Plaintiff brings this § 1983 action against defendants Governor Pat McCrory and North Carolina Parole Commissioner Paul G. Butler. Plaintiff's complaint in its entirety states as follows:

Petitioner was sentenced to life instead of 80-Years for (1) Count of 1st degree murder under N.C. Fair Sentence Act and deprived of routine sentence reductions from gained, good, merit and jail time on record, after serving over 27-years in prison, no pending charges and years without an infraction.

(Compl. (DE 8), p. 5).1 As relief, plaintiff requests that the court issue the following orders: (1) "Terminate life sentence and release petitioner;" (2) "Order Service of N.C. M.A.P.P. Contract Process On Petitioner, Immediately;" (3) "Order Service of Adult Parole Process on Petitioner Immediately." (Id. p. 8).

To the extent plaintiff requests that the court vacate his North Carolina state criminal sentence to life imprisonment, 28 U.S.C. § 2254 "is the exclusive remedy for a state prisoner who challenges the fact or duration of his confinement and seeks immediate or speedier release . . . ." Heck v. Humphrey, 512 U.S.477, 481 (1994). Plaintiff has a pending petition for a writ of habeas corpus pursuant to § 2254 in this court. See Strickland v. Wells, No. 5:16-HC-2050-FL (E.D.N.C. Mar. 16, 2016). Accordingly, plaintiff must pursue this claim in his habeas petition.

To the extent plaintiff contends that his life sentence equates to a term of 80 years, his claim is meritless. North Carolina courts have interpreted former N.C. Gen. Stat. § 14-2 (1974) as makinga life sentence equivalent to a term of 80 years for defendants convicted of crimes in North Carolina occurring between the dates of April 8, 1974 and June 30, 1978, and who were sentenced to life imprisonment. Jones v. Keller, 364 N.C. 249, 252, 698 S.E.2d 49, 53 (2010) (internal quotation omitted). Plaintiff was sentenced to a term of life imprisonment on June 18, 1990-well after the time period for which the State of North Carolina equated life imprisonment to a term of 80 years. Thus, former N.C. Gen. Stat. § 14-2 is inapplicable to plaintiff's sentence, and he fails to state a claim.

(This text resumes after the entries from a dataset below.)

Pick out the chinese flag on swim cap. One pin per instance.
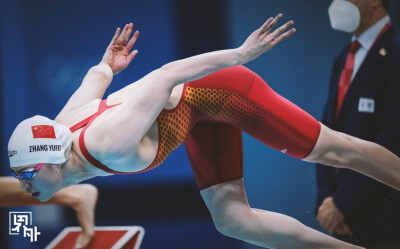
(43, 131)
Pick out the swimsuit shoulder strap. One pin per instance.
(87, 122)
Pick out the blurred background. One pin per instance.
(47, 46)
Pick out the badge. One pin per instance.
(382, 52)
(366, 105)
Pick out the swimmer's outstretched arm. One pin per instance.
(116, 58)
(259, 42)
(155, 88)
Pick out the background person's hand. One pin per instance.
(118, 55)
(329, 216)
(262, 40)
(343, 229)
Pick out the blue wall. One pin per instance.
(48, 46)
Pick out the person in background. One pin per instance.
(82, 198)
(363, 101)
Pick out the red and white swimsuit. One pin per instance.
(209, 118)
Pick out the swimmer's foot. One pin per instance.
(85, 198)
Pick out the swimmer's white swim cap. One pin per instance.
(39, 140)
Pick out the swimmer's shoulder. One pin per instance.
(77, 115)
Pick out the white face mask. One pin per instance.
(344, 16)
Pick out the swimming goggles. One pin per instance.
(28, 173)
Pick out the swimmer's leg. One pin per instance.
(82, 198)
(280, 124)
(215, 153)
(233, 217)
(341, 150)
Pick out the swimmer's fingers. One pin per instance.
(114, 39)
(128, 32)
(279, 37)
(281, 29)
(121, 39)
(268, 26)
(264, 27)
(132, 41)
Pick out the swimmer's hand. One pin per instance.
(118, 55)
(263, 39)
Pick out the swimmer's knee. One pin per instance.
(333, 148)
(232, 223)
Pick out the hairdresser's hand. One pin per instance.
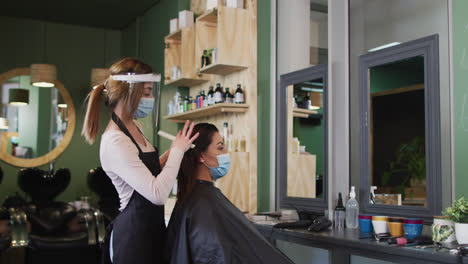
(183, 140)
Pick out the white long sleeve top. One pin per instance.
(120, 161)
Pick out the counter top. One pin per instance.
(348, 241)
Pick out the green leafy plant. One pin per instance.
(458, 212)
(410, 161)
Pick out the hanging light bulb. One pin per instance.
(18, 96)
(43, 75)
(99, 76)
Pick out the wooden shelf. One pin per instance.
(208, 111)
(185, 82)
(176, 36)
(304, 113)
(221, 69)
(211, 16)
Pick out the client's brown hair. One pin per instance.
(186, 179)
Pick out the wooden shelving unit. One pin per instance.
(208, 111)
(180, 51)
(304, 113)
(221, 69)
(223, 28)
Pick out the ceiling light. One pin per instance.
(43, 75)
(385, 46)
(18, 96)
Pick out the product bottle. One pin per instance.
(225, 131)
(211, 96)
(170, 107)
(239, 95)
(306, 102)
(228, 97)
(193, 104)
(186, 104)
(352, 210)
(339, 213)
(202, 99)
(218, 96)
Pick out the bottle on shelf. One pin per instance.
(352, 210)
(170, 107)
(210, 96)
(239, 95)
(186, 104)
(339, 213)
(306, 102)
(202, 99)
(193, 104)
(181, 106)
(197, 101)
(218, 94)
(225, 131)
(229, 99)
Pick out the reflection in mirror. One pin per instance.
(397, 132)
(33, 120)
(305, 139)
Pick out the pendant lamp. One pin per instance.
(18, 96)
(43, 75)
(3, 123)
(99, 76)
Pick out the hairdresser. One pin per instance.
(142, 178)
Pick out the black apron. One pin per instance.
(139, 230)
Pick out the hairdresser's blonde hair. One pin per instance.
(116, 91)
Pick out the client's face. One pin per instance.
(214, 149)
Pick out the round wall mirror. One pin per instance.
(36, 123)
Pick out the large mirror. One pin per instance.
(400, 122)
(303, 139)
(36, 123)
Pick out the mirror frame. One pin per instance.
(52, 155)
(429, 48)
(309, 204)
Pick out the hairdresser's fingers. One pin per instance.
(193, 138)
(190, 130)
(184, 131)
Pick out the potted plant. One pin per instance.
(458, 213)
(409, 166)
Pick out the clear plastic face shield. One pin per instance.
(151, 82)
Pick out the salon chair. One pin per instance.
(5, 233)
(101, 184)
(58, 233)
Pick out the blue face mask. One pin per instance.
(224, 162)
(144, 107)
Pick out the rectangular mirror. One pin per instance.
(400, 129)
(397, 132)
(302, 139)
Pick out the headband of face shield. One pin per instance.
(146, 105)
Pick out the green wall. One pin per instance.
(460, 94)
(263, 103)
(75, 50)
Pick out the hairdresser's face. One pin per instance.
(148, 90)
(216, 148)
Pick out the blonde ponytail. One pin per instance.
(91, 122)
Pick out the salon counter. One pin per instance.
(348, 242)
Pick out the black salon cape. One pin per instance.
(210, 229)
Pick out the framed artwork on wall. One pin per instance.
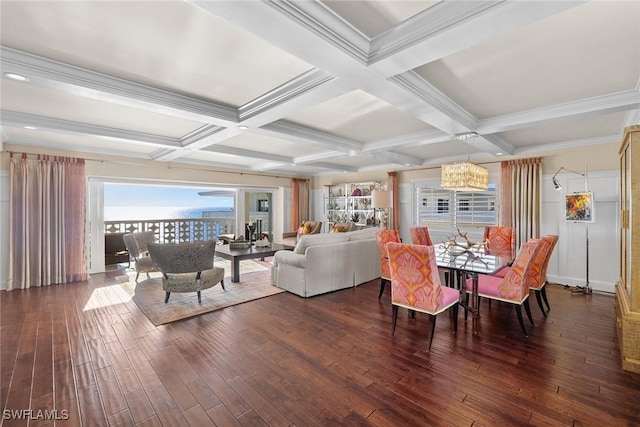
(579, 207)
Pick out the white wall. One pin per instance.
(568, 264)
(4, 228)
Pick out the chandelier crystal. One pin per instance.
(464, 176)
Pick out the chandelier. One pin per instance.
(465, 175)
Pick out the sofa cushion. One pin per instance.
(307, 240)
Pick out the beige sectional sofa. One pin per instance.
(327, 262)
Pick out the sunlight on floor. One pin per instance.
(107, 296)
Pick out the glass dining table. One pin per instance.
(470, 262)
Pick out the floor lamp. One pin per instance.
(382, 200)
(586, 216)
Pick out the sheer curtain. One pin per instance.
(521, 197)
(47, 221)
(299, 202)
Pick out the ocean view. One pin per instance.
(131, 213)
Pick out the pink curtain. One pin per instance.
(300, 200)
(521, 197)
(394, 222)
(47, 221)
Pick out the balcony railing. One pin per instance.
(174, 230)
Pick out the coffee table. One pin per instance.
(237, 255)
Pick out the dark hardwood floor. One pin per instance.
(90, 354)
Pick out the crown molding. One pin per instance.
(493, 143)
(48, 73)
(450, 27)
(300, 85)
(17, 119)
(242, 152)
(400, 159)
(425, 91)
(437, 19)
(609, 103)
(199, 134)
(568, 144)
(410, 140)
(322, 21)
(305, 134)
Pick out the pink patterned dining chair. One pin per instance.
(420, 236)
(539, 276)
(538, 272)
(415, 285)
(499, 239)
(514, 287)
(382, 237)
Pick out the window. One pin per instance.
(451, 208)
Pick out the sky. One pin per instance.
(128, 202)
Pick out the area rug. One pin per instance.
(149, 296)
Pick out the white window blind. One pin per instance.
(438, 206)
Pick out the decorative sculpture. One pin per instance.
(471, 249)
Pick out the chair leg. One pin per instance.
(519, 314)
(544, 296)
(394, 317)
(382, 283)
(527, 308)
(466, 304)
(433, 330)
(455, 318)
(539, 299)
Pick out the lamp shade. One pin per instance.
(381, 199)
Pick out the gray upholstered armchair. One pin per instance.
(187, 267)
(136, 244)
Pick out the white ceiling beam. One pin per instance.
(90, 84)
(450, 27)
(17, 119)
(609, 103)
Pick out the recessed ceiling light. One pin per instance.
(14, 76)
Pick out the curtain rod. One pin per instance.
(439, 166)
(168, 166)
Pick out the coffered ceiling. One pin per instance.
(322, 86)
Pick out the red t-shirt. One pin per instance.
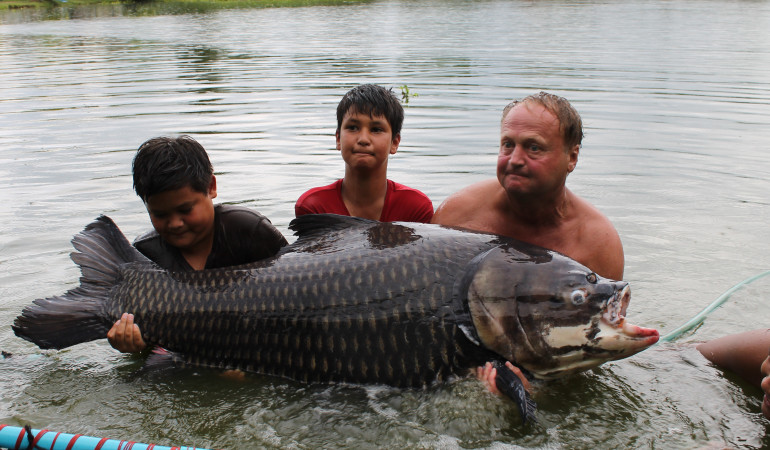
(402, 203)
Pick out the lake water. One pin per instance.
(675, 98)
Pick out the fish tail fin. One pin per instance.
(509, 384)
(80, 315)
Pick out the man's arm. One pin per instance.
(742, 353)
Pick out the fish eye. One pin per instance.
(578, 297)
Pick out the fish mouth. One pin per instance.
(615, 317)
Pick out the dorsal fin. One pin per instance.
(314, 225)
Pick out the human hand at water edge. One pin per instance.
(125, 336)
(765, 385)
(487, 373)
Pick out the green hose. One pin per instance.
(701, 316)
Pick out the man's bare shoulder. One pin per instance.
(598, 243)
(474, 199)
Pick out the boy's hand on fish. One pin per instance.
(125, 336)
(765, 384)
(487, 373)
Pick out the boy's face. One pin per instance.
(366, 142)
(184, 218)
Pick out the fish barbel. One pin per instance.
(353, 300)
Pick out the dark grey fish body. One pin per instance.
(371, 303)
(353, 300)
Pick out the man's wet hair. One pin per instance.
(570, 123)
(164, 164)
(373, 100)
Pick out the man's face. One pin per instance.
(183, 217)
(533, 160)
(366, 142)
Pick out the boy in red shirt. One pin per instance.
(369, 119)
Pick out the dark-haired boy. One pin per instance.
(175, 180)
(369, 119)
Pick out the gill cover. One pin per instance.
(537, 308)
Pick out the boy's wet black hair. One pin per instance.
(375, 101)
(164, 164)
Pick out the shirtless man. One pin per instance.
(540, 139)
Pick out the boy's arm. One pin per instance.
(125, 335)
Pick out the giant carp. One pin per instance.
(353, 300)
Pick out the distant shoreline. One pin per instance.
(6, 5)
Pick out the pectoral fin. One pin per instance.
(509, 384)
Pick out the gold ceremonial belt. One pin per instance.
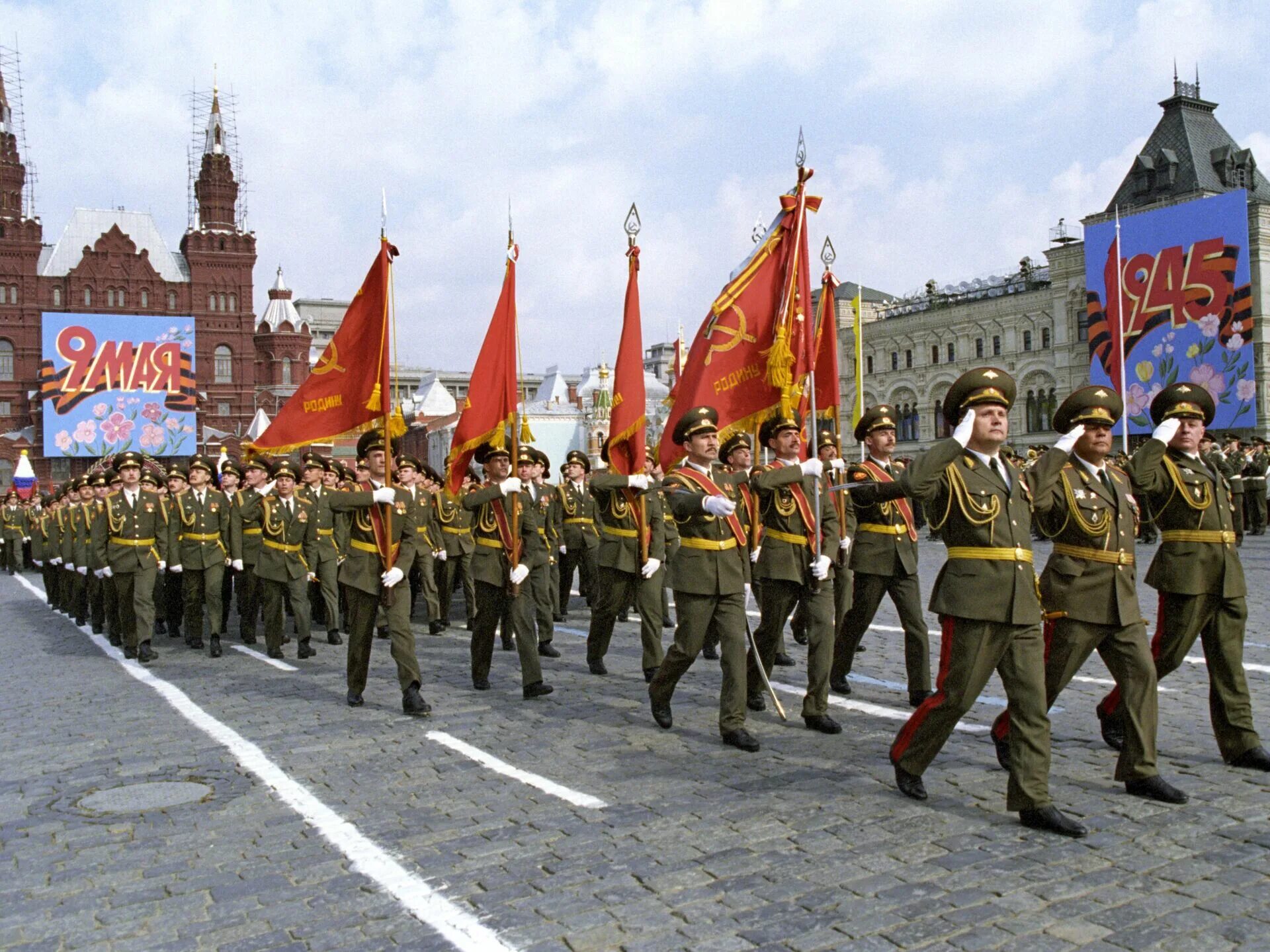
(882, 529)
(1080, 552)
(785, 537)
(687, 542)
(990, 552)
(1198, 535)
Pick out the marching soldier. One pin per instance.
(200, 528)
(499, 568)
(795, 567)
(986, 594)
(288, 549)
(1197, 570)
(1089, 590)
(628, 566)
(130, 535)
(884, 557)
(708, 575)
(381, 533)
(581, 539)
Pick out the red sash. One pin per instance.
(708, 484)
(905, 509)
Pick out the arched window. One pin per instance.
(224, 368)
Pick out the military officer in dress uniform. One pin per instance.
(381, 532)
(1089, 589)
(709, 576)
(986, 594)
(288, 550)
(200, 547)
(884, 557)
(628, 567)
(131, 539)
(1197, 568)
(794, 564)
(581, 538)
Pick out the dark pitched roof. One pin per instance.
(1189, 151)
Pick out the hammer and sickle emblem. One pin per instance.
(329, 361)
(733, 335)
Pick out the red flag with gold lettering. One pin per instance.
(345, 392)
(491, 403)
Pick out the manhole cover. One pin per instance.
(145, 796)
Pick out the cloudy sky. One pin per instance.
(947, 138)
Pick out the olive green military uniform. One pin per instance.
(986, 597)
(619, 575)
(1202, 590)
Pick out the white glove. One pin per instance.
(964, 429)
(1068, 440)
(821, 567)
(718, 505)
(1166, 431)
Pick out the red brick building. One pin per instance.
(111, 261)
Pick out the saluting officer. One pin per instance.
(1197, 568)
(884, 557)
(986, 594)
(130, 535)
(709, 576)
(1089, 589)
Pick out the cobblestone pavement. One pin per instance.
(806, 845)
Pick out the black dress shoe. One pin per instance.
(1002, 746)
(1254, 759)
(1155, 789)
(910, 785)
(824, 724)
(1052, 820)
(1113, 731)
(413, 703)
(741, 739)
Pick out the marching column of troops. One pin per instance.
(138, 553)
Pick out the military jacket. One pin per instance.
(1091, 574)
(131, 538)
(1193, 510)
(786, 550)
(986, 528)
(364, 567)
(619, 523)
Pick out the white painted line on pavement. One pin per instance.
(461, 928)
(266, 659)
(864, 707)
(502, 767)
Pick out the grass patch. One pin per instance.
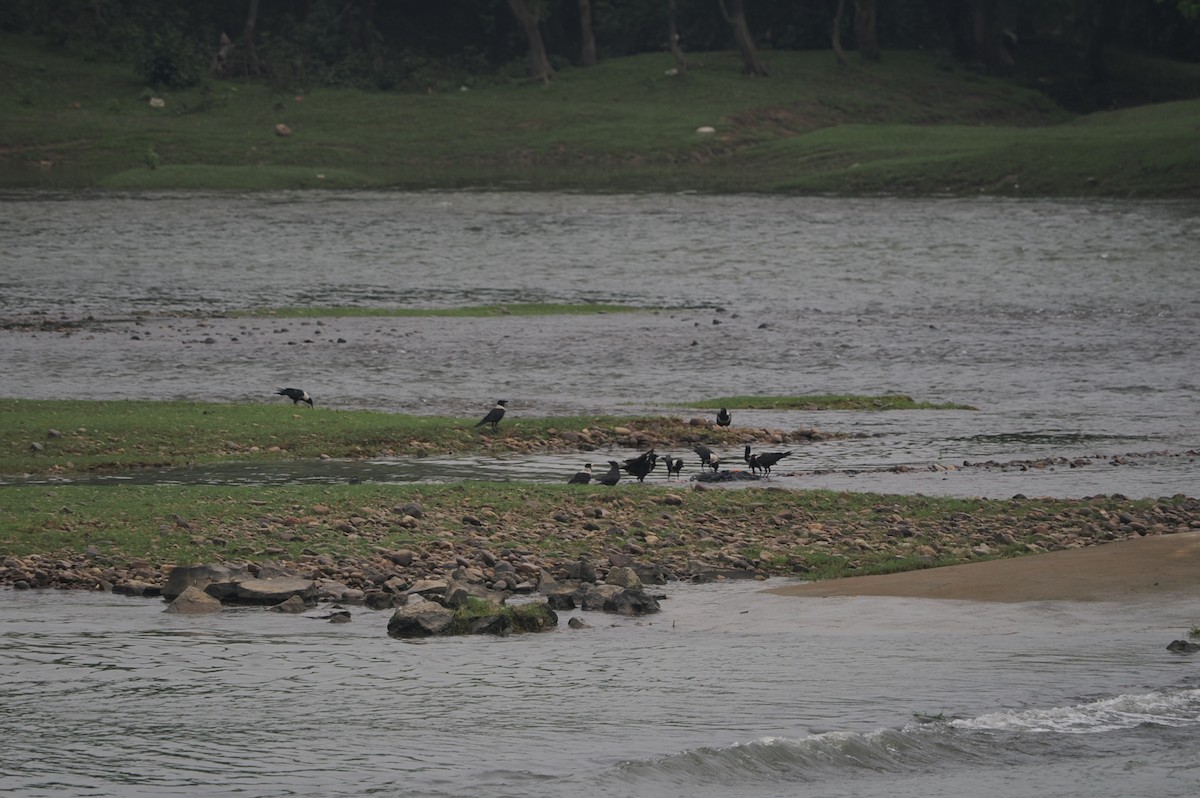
(815, 534)
(478, 311)
(826, 402)
(912, 124)
(60, 437)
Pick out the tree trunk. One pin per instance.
(528, 17)
(673, 40)
(864, 29)
(985, 35)
(837, 33)
(247, 35)
(737, 18)
(587, 36)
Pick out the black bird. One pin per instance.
(765, 460)
(613, 474)
(706, 456)
(675, 465)
(493, 415)
(642, 465)
(295, 395)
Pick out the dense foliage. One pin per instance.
(417, 46)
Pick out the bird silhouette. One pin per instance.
(493, 415)
(295, 395)
(675, 465)
(707, 457)
(613, 474)
(582, 477)
(765, 460)
(642, 465)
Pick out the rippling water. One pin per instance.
(727, 691)
(1071, 325)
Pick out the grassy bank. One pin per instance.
(65, 436)
(915, 124)
(817, 534)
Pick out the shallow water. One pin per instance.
(1071, 325)
(727, 690)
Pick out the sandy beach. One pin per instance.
(1116, 571)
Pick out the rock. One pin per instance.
(419, 618)
(294, 605)
(276, 591)
(193, 601)
(1183, 647)
(624, 577)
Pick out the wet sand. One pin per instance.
(1141, 568)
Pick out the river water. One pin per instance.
(1071, 327)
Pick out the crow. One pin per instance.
(642, 465)
(613, 474)
(675, 465)
(706, 456)
(765, 460)
(493, 415)
(295, 395)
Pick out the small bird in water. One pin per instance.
(493, 415)
(763, 461)
(642, 465)
(707, 457)
(613, 474)
(675, 465)
(295, 395)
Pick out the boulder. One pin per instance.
(419, 618)
(276, 591)
(193, 601)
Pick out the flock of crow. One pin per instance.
(639, 467)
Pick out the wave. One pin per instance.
(997, 739)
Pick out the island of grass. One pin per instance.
(73, 436)
(827, 402)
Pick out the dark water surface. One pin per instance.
(1072, 325)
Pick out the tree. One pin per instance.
(588, 39)
(528, 16)
(736, 17)
(673, 40)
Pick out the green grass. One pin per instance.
(816, 534)
(826, 402)
(69, 436)
(913, 124)
(479, 311)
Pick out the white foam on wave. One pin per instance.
(1161, 707)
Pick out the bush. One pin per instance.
(166, 59)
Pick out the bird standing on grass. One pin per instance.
(613, 474)
(642, 465)
(763, 461)
(675, 465)
(493, 415)
(707, 457)
(295, 395)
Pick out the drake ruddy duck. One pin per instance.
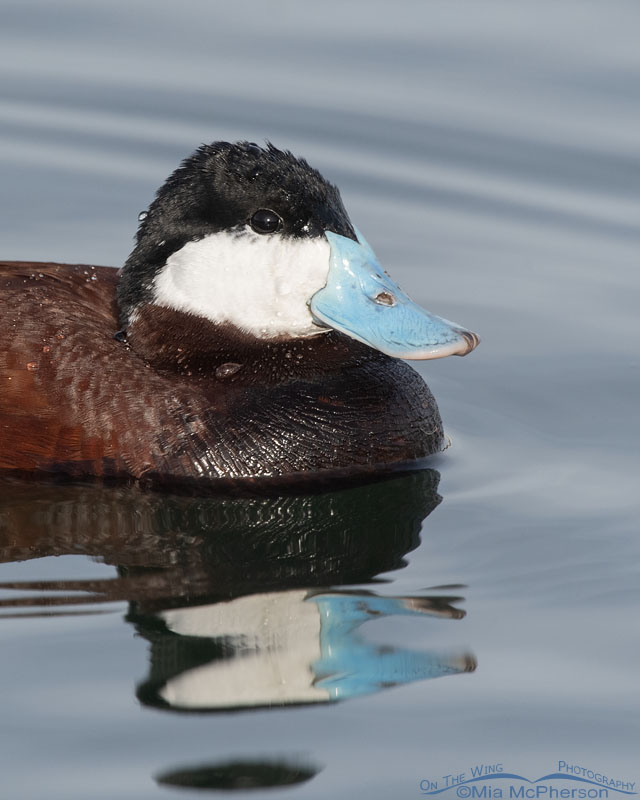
(251, 334)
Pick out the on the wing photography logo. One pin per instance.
(568, 781)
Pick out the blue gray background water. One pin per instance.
(490, 154)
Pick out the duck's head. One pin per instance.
(255, 239)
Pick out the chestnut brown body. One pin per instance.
(183, 400)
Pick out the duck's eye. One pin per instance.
(265, 221)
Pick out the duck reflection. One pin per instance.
(282, 648)
(231, 592)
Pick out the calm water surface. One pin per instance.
(359, 641)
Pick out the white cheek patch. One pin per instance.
(259, 283)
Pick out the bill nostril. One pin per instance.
(385, 299)
(472, 340)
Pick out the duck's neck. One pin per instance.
(195, 347)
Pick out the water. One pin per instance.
(489, 152)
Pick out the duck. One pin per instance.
(251, 337)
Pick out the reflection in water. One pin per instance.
(238, 596)
(279, 648)
(239, 775)
(170, 548)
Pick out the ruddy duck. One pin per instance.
(251, 335)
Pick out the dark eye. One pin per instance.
(265, 221)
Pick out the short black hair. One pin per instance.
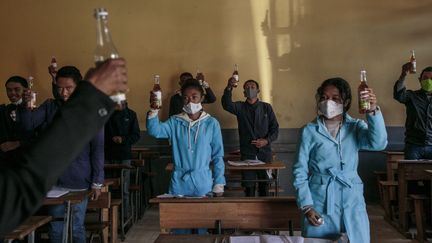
(69, 72)
(253, 81)
(185, 76)
(192, 83)
(427, 69)
(344, 89)
(17, 79)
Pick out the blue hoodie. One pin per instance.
(195, 144)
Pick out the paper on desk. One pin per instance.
(167, 195)
(266, 239)
(275, 239)
(56, 193)
(249, 162)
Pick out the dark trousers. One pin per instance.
(250, 187)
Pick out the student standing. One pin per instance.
(325, 169)
(86, 171)
(258, 128)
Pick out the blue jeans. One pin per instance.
(126, 203)
(418, 152)
(78, 216)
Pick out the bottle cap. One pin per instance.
(100, 12)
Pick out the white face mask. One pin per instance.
(330, 109)
(192, 108)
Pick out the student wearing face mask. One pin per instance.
(258, 128)
(176, 101)
(418, 124)
(11, 135)
(86, 172)
(196, 141)
(329, 190)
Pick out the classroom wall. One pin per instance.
(289, 46)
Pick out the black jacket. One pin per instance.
(122, 123)
(23, 186)
(418, 124)
(254, 121)
(176, 101)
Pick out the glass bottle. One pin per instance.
(235, 75)
(157, 92)
(413, 62)
(364, 104)
(31, 104)
(105, 48)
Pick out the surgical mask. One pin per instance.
(18, 102)
(192, 108)
(251, 93)
(330, 109)
(426, 85)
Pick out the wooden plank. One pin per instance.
(30, 225)
(409, 170)
(277, 165)
(237, 213)
(73, 197)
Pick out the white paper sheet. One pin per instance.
(245, 163)
(56, 193)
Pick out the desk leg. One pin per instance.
(67, 224)
(30, 237)
(277, 183)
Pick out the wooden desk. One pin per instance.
(27, 228)
(244, 213)
(391, 165)
(409, 170)
(429, 172)
(122, 168)
(163, 238)
(68, 199)
(145, 152)
(230, 170)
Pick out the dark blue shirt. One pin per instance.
(88, 167)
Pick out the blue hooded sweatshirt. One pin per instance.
(194, 145)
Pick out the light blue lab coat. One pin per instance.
(325, 175)
(194, 145)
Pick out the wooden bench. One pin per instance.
(99, 227)
(388, 202)
(28, 228)
(243, 213)
(409, 170)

Even if plaintiff was sentenced within the time period during which North Carolina construed a sentence of life imprisonment to be a term of 80 years, he still is not entitled to relief. Specifically, plaintiff has "no State-created right to have his time credits used to calculate his eligibility for unconditional release." Baggett v. Keller, 796 F. Supp. 2d 718, 730 (E.D.N.C. July 1, 2011), appeal dismissed, 474 F. App'x 176 (4th Cir. 2012). Thus, plaintiff failed to state a claim upon which relief may be granted pursuant to 28 U.S.C. § 1915(e)(2)(B)(ii).

The court now turns to plaintiff's parole-related claims. Plaintiff essentially asks that the court either direct North Carolina Department of Public Safety ("DPS") officials to release him on parole or to initiate procedures, including a contract under North Carolina's Mutual Agreement Parole Program ("MAPP"), to facilitate his release on parole. "There is no constitutional or inherent right of a convicted person to be [paroled] before the expiration of a valid sentence." Greenholtz v. Inmates of Neb. Penal & Corr. Complex, 442 U.S. 1, 7 (1979). "With no constitutional right to parole per se, federal courts recognize due process rights in an inmate only where the state has created a 'legitimate claim of entitlement' to some aspect of parole." Vann v. Angelone, 73 F.3d 519, 522 (4th Cir. 1996) (quoting Gaston...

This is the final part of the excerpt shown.